<東北の本棚>銃後の少年時代を記録
[レビュアー] 河北新報
太平洋戦争敗戦の時、著者は10歳だった。少年時代にタイムスリップして銃後の体験を記録、戦後の戦争責任を問い掛け、最後は現代の人々が平和をつくり出すには何が必要かを探る。17編の詩にまとめた。
著者は1935年、奥州市生まれ。小林多喜二が虐殺され、昭和三陸地震津波が襲う。東北地方が大冷害に襲われるという時代状況を、まず描く。美濃部達吉博士の天皇機関説が排斥され、内閣は、この国が天皇の統治する国家であるとの国体明徴の声明を出す。「立憲主義による統治は死滅することとなった」と詩につづる。
石油の代わりに利用しようとしたのが松の根。国民学校の子どもさえ「おおきな松の木の根を唐鍬(とうぐわ)で掘らされた」とある。「初等科二年の体重が一年のときよりも四キロ近くも少ない」。食料不足は育ち盛りの子どもたちにとって非情であった。
米国と全面戦争に突入。
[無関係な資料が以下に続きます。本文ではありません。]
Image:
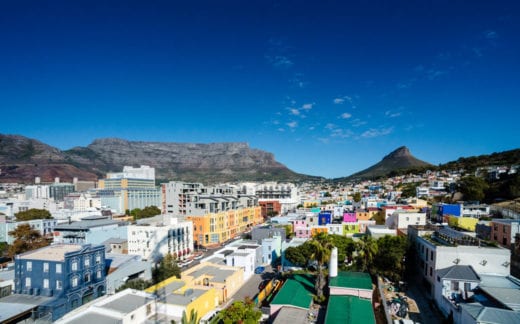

米軍が本土空襲、沖縄に上陸開始、広島・長崎へ原爆を投下した。敗戦を迎えると「戦中にその教科書でわたしたちを指導した同じ教師が/ここに墨を塗れ/このページは切り取れ/と指示したことにより強烈な衝撃」を受けた。
終章で「絶対に起こってはならない事態がもし起こったら/それは破局であり終局である」と書く。それとは核戦争のこと。「全方位外交こそが/国民のいのちと暮らしを守る」と説く。大災害が人々を襲う。立憲主義は崩れ、核戦争の危機にさらされる。詩文を追うと、人は今に至るまで、同じことを繰り返していることに気付く。
著者は学生時代から福島県に住み、高校教師を長く勤めた。日本現代詩人会会員。南相馬市在住。
コールサック社03(5944)3258=1620円。